Deploy machine learning models in diverse serving environments.
- Parameters:
name – task name
model_uri – Model-URI of MLflow , support models:/<model_name>/suffix format and runs:/ format. See https://mlflow.org/docs/latest/tracking.html#artifact-stores
mlflow_tracking_uri – MLflow tracking server uri, default is http://127.0.0.1:5000
deploy_mode – MLflow deploy mode, support MLFLOW, DOCKER, default is DOCKER
port – deploy port, default is 7000
- _child_task_mlflow_attr = {'deploy_model_key', 'deploy_port', 'deploy_type'}
- _downstream_task_codes: Set[int]
- _task_relation: Set[TaskRelation]
- _timeout: timedelta
- _upstream_task_codes: Set[int]
- mlflow_task_type = 'MLflow Models'
YAML file example
# Define variable `mlflow_tracking_uri`
mlflow_tracking_uri: &mlflow_tracking_uri "http://127.0.0.1:5000"
# Define the workflow
workflow:
name: "MLflow"
# Define the tasks within the workflow
tasks:
- name: train_xgboost_native
task_type: MLFlowProjectsCustom
repository: https://github.com/mlflow/mlflow#examples/xgboost/xgboost_native
mlflow_tracking_uri: *mlflow_tracking_uri
parameters: -P learning_rate=0.2 -P colsample_bytree=0.8 -P subsample=0.9
experiment_name: xgboost
- name: train_automl
task_type: MLFlowProjectsAutoML
mlflow_tracking_uri: *mlflow_tracking_uri
parameters: time_budget=30;estimator_list=['lgbm']
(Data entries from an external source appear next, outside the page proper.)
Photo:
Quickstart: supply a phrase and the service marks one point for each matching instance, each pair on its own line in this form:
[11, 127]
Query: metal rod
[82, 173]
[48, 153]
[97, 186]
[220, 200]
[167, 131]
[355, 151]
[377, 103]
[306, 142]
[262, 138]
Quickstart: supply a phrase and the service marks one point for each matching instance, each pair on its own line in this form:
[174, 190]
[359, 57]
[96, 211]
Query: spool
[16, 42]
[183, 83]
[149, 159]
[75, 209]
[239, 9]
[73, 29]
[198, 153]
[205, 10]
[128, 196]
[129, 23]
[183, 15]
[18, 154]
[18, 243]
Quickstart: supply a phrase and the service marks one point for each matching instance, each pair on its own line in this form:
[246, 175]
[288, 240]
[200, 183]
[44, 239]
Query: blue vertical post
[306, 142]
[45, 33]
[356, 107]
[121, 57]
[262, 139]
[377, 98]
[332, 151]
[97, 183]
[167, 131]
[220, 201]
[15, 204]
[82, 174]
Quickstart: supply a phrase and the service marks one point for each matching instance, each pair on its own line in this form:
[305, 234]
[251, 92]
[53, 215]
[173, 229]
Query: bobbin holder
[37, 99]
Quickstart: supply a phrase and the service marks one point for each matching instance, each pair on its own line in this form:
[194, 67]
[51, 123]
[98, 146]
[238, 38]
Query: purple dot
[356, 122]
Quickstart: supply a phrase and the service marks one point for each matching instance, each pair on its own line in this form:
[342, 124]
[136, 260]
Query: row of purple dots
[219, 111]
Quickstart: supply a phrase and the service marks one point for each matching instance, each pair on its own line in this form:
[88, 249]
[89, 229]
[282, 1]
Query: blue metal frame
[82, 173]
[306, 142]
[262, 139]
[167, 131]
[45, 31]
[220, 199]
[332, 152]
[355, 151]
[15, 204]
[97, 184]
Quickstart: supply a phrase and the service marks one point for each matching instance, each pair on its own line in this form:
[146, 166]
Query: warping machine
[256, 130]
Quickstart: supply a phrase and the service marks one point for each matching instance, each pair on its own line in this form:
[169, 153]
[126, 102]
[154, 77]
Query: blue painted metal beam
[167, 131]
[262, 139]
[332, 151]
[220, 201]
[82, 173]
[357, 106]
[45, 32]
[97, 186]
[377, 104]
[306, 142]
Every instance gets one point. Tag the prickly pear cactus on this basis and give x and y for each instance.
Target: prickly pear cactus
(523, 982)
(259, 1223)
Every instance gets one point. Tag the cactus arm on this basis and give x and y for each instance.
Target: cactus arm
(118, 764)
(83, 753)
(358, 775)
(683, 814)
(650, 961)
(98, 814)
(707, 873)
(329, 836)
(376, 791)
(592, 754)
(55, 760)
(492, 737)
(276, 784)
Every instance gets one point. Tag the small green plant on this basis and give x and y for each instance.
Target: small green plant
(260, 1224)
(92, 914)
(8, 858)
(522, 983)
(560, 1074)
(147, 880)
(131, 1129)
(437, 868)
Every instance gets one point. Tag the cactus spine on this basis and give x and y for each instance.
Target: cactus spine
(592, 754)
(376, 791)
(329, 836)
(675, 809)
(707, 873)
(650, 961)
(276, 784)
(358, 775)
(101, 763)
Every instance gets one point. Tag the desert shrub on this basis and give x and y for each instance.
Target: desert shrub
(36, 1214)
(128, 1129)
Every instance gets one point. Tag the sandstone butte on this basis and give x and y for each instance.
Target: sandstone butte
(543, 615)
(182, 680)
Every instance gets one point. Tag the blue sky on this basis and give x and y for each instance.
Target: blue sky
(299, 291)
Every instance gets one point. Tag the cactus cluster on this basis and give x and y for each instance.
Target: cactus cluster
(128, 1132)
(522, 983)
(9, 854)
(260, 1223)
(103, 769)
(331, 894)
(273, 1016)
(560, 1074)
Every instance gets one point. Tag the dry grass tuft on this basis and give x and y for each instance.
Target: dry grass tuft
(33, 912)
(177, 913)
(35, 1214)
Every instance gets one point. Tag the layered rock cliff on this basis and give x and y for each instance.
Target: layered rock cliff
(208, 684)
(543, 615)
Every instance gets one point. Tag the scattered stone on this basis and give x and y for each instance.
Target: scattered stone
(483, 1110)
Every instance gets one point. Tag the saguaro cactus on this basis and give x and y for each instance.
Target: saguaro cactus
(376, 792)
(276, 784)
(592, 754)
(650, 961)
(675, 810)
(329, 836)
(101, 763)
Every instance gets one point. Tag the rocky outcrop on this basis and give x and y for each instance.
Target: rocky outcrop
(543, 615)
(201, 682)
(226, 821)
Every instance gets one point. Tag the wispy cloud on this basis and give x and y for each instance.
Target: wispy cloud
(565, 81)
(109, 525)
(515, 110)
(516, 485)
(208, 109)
experiment_name: automl_iris
model_name: iris_A
automl_tool: flaml
data_path: /data/examples/iris
- name: deploy_docker
task_type: MLflowModels
deps: [train_automl]
model_uri: models:/iris_A/Production
mlflow_tracking_uri: *mlflow_tracking_uri
deploy_mode: DOCKER
port: 7002
- name: train_basic_algorithm
task_type: MLFlowProjectsBasicAlgorithm
mlflow_tracking_uri: *mlflow_tracking_uri
parameters: n_estimators=200;learning_rate=0.2
experiment_name: basic_algorithm_iris
model_name: iris_B
algorithm: lightgbm
data_path: /data/examples/iris
search_params: max_depth=[5, 10];n_estimators=[100, 200]
- name: deploy_mlflow
deps: [train_basic_algorithm]
task_type: MLflowModels
model_uri: models:/iris_B/Production
mlflow_tracking_uri: *mlflow_tracking_uri
deploy_mode: MLFLOW
port: 7001